Lipid allocation patterns can affect the probability of survival to reproductive age as well as the probability of maturation at a given age (Post and Parkinson 2001). Condition factor, defined as the relative weight of an individual given its length, provides an indication of the relative level of lipid stores in Atlantic salmon during the freshwater stage (Herbinger and Friars 1991; Sutton, Bult, and Haedrich 2000). It has also been applied as a proxy for lipid reserve levels in a range of taxa including birds (Balbontín et al. 2012), amphibians (Cogălniceanu et al. 2021), mammals (Bright Ross et al. 2021), and fishes (Haraldstad et al. 2018; Mozsár et al. 2015; Sutton, Bult, and Haedrich 2000). Lipid reserves have been found to be especially important for Atlantic salmon due to their need to reach a certain threshold of lipid reserves in order to initiate maturation (Rowe, Thorpe, and Shanks 1991; Rowe and Thorpe 1990a; 1990b) which may be affected by variation for replenishing reserves across seasonal changes, including periods of low temperatures and food availability (Gurney et al. 2003; Mogensen and Post 2012). For example, it has been shown that maturing males replenish and build up stores faster than individuals delaying maturation in the spring prior to maturation capability (Kadri et al. 1996; Rowe, Thorpe, and Shanks 1991).

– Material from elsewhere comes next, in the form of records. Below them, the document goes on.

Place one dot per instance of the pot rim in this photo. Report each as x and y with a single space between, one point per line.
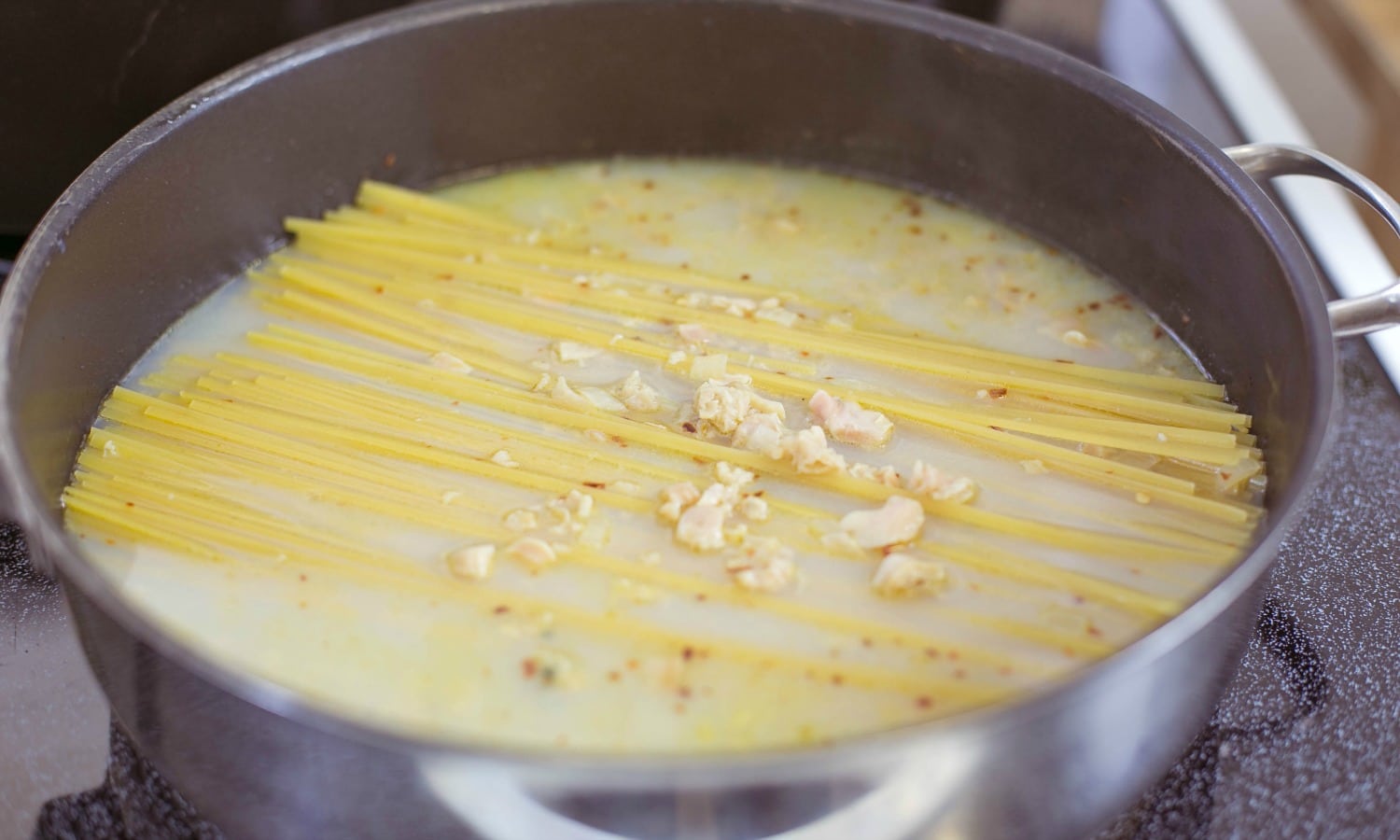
45 528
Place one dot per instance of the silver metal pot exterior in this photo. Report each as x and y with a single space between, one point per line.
1013 129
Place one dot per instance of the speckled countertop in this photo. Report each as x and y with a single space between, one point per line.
1305 741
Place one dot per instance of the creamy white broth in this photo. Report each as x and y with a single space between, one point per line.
633 640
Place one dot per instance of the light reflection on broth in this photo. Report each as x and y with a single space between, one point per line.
664 456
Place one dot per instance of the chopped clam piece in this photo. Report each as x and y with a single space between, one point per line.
848 423
809 453
898 521
637 395
763 565
904 576
733 476
700 526
759 433
675 498
470 562
724 406
940 486
601 399
881 475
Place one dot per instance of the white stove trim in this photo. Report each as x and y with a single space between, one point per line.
1322 212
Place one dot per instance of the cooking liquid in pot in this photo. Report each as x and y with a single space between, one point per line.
570 458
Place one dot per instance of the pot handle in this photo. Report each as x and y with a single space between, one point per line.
1350 316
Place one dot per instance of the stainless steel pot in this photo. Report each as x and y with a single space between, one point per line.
1002 125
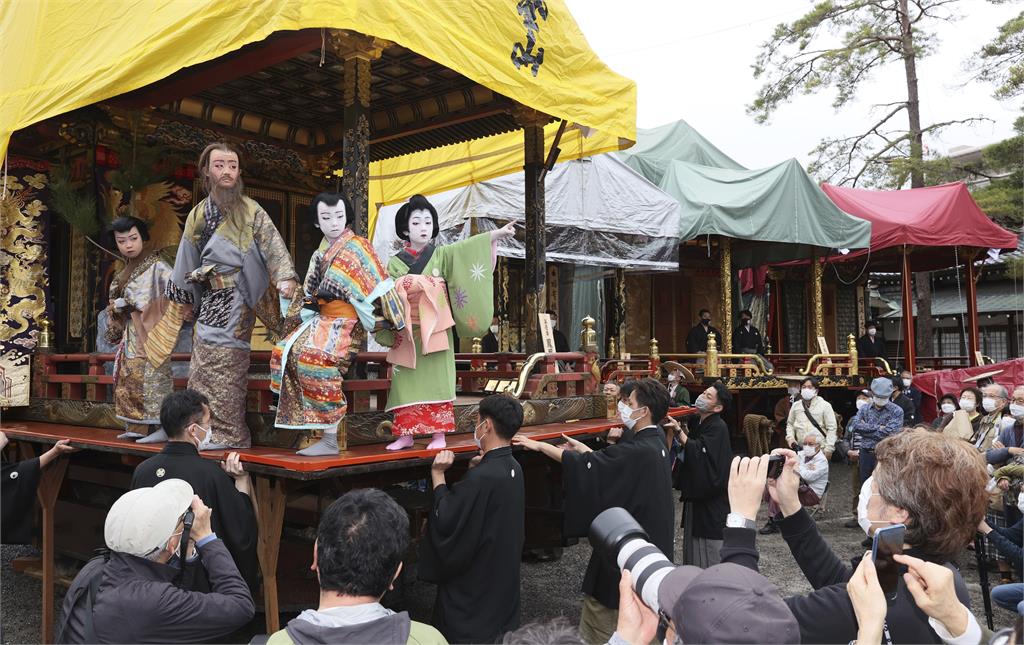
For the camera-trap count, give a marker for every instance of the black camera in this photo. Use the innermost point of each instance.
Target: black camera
(615, 533)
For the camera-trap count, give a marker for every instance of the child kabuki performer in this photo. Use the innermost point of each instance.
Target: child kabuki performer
(144, 326)
(439, 288)
(347, 294)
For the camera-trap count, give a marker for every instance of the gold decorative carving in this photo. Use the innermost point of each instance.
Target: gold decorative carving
(725, 258)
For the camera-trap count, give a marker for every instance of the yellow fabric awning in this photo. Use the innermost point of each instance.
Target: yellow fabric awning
(64, 54)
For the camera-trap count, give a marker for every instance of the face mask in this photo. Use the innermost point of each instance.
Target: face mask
(207, 434)
(626, 415)
(865, 497)
(476, 440)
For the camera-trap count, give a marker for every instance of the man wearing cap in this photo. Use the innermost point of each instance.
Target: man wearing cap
(132, 596)
(876, 422)
(871, 344)
(184, 415)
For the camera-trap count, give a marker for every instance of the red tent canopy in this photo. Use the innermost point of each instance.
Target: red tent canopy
(934, 220)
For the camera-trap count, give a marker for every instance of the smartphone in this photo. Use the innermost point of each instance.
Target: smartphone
(888, 543)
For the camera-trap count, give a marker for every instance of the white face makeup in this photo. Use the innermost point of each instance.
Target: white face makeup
(421, 227)
(129, 244)
(331, 219)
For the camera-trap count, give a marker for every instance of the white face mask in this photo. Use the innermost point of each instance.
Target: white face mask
(865, 498)
(626, 415)
(476, 440)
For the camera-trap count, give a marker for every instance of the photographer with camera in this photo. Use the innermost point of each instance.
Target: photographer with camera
(933, 484)
(632, 474)
(132, 594)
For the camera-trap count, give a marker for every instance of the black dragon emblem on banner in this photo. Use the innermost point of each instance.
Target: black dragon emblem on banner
(524, 55)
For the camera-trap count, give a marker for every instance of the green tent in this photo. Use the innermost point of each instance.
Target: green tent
(779, 204)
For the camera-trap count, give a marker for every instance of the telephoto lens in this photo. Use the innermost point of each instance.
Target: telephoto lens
(620, 536)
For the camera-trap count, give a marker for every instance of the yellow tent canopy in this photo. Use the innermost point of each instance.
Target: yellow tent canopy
(64, 54)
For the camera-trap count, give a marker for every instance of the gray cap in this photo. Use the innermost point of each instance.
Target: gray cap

Atlantic salmon is an excellent organism to understand energy allocation and effects of environmental variation at different life stages. The propensity to mature early has been associated with prior condition factor (Debes et al. 2021; Herbinger and Friars 1992; Rowe, Thorpe, and Shanks 1991). Further, the genetic basis of age at maturity in salmon has been well characterized, with a single genome region, including the vgll3 gene, explaining 39% of the variation in the age at maturity (Barson et al. 2015; Czorlich et al. 2018). Vgll3 encodes a transcription cofactor and has been associated with adipocytes differentiation in mice (Halperin et al., 2013) and recently was also found to play a role in mediating maturation timing via condition factor in salmon (Debes et al. 2021). However, the effects of vgll3 genotype on condition factor and maturation in different temperatures at different life stages has not been investigated.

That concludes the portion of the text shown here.